六天可以收取,第七天乃是安息日,那一天必沒有了。」
27 Toen dan ook op de zevende dag sommigen van het volk toch naar buiten gingen, om het te rapen, vonden zij niets.
第七天,百姓中有人出去收,甚麼也找不着。
28 En Jahweh sprak tot Moses: Hoelang weigert ge nog mijn geboden en mijn wetten te onderhouden?
耶和華對摩西說:「你們不肯守我的誡命和律法,要到幾時呢?
29 Ziet, omdat Jahweh voor u de sabbat heeft vastgesteld, daarom geeft Hij u op de zesde dag brood voor twee dagen. Op de zevende dag blijve dus iedereen thuis, en mag niemand zijn woonplaats verlaten.
你們看!耶和華既將安息日賜給你們,所以第六天他賜給你們兩天的食物,第七天各人要住在自己的地方,不許甚麼人出去。」
30 Zo hield het volk op de zevende dag sabbat.
於是百姓第七天安息了。
31 En de kinderen Israëls noemden het manna; het was wit als korianderzaad en het smaakte als honingkoek.
這食物,以色列家叫嗎哪;樣子像芫荽子,顏色是白的,滋味如同攙蜜的薄餅。
32 En Moses sprak: Zo heeft Jahweh bevolen!
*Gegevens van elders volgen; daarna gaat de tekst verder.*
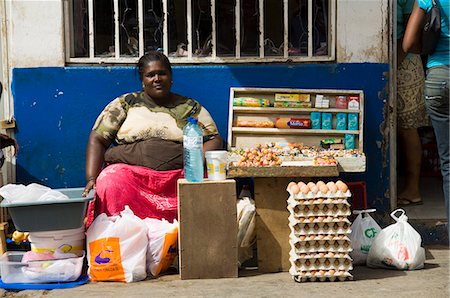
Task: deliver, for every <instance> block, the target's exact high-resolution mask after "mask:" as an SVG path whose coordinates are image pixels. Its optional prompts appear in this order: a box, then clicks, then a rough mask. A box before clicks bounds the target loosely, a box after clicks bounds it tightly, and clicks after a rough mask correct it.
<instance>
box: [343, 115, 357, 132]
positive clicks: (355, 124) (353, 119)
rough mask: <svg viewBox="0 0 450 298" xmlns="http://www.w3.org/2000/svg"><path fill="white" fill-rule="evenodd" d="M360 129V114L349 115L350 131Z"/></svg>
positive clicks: (348, 121)
mask: <svg viewBox="0 0 450 298" xmlns="http://www.w3.org/2000/svg"><path fill="white" fill-rule="evenodd" d="M344 129H345V128H344ZM358 129H359V125H358V114H357V113H349V114H348V130H358Z"/></svg>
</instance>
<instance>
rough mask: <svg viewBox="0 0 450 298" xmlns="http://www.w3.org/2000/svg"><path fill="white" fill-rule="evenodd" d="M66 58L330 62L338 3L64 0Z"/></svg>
mask: <svg viewBox="0 0 450 298" xmlns="http://www.w3.org/2000/svg"><path fill="white" fill-rule="evenodd" d="M64 3H65V6H64V10H65V24H66V47H67V51H66V57H67V62H68V63H134V62H136V60H137V59H138V58H139V57H140V56H142V55H143V54H144V53H146V52H148V51H151V50H159V51H162V52H163V53H165V54H166V55H167V56H169V57H170V60H171V62H172V63H245V62H283V61H288V60H290V61H294V62H302V61H331V60H334V58H335V54H334V53H335V27H336V26H335V18H336V17H335V13H336V2H335V0H66V1H65V2H64Z"/></svg>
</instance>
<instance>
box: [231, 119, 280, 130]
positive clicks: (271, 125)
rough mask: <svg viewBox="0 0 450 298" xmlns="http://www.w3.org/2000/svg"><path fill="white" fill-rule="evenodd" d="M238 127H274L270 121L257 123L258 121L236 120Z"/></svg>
mask: <svg viewBox="0 0 450 298" xmlns="http://www.w3.org/2000/svg"><path fill="white" fill-rule="evenodd" d="M236 124H237V126H238V127H260V128H261V127H262V128H273V127H274V126H275V125H274V124H273V122H272V121H258V120H238V121H237V123H236Z"/></svg>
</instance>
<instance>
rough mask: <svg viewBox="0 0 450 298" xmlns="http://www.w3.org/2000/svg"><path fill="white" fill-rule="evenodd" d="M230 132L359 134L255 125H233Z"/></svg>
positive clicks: (254, 133) (348, 131)
mask: <svg viewBox="0 0 450 298" xmlns="http://www.w3.org/2000/svg"><path fill="white" fill-rule="evenodd" d="M231 131H232V132H235V133H249V134H288V135H344V134H355V135H357V134H359V130H337V129H306V128H305V129H301V128H299V129H293V128H256V127H233V128H231Z"/></svg>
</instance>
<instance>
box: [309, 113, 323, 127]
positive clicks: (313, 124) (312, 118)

Vult één ómer daarmee, om het voor uw nageslacht te bewaren, opdat zij het brood mogen zien. dat Ik u in de woestijn tot spijs heb gegeven, toen Ik u uit het land van Egypte had geleid.
摩西說:「耶和華所吩咐的是這樣:『要將一滿俄梅珥嗎哪留到世世代代,使後人可以看見我當日將你們領出埃及地,在曠野所給你們吃的食物。』」
33 Daarom sprak Moses tot Aäron: Neem een kruik, doe daar een volle ómer manna in, en zet die voor het aanschijn van Jahweh, om het voor uw nageslacht te bewaren.
摩西對亞倫說:「你拿一個罐子,盛一滿俄梅珥嗎哪,存在耶和華面前,要留到世世代代。」
34 Aäron vulde dus een kruik met een volle ómer manna, zoals Jahweh Moses bevolen had, en zette die ter bewaring voor de ark des Verbonds neer.
耶和華怎麼吩咐摩西,亞倫就怎麼行,把嗎哪放在法櫃前存留。
35 Veertig jaren lang bleven de kinderen Israëls het manna eten, tot zij in bewoonde streken kwamen; zij aten het manna tot ze de grenzen van het land Kanaän hadden bereikt.
以色列人吃嗎哪共四十年,直到進了有人居住之地,就是迦南的境界。(
36 De ómer is het tiende van een efa.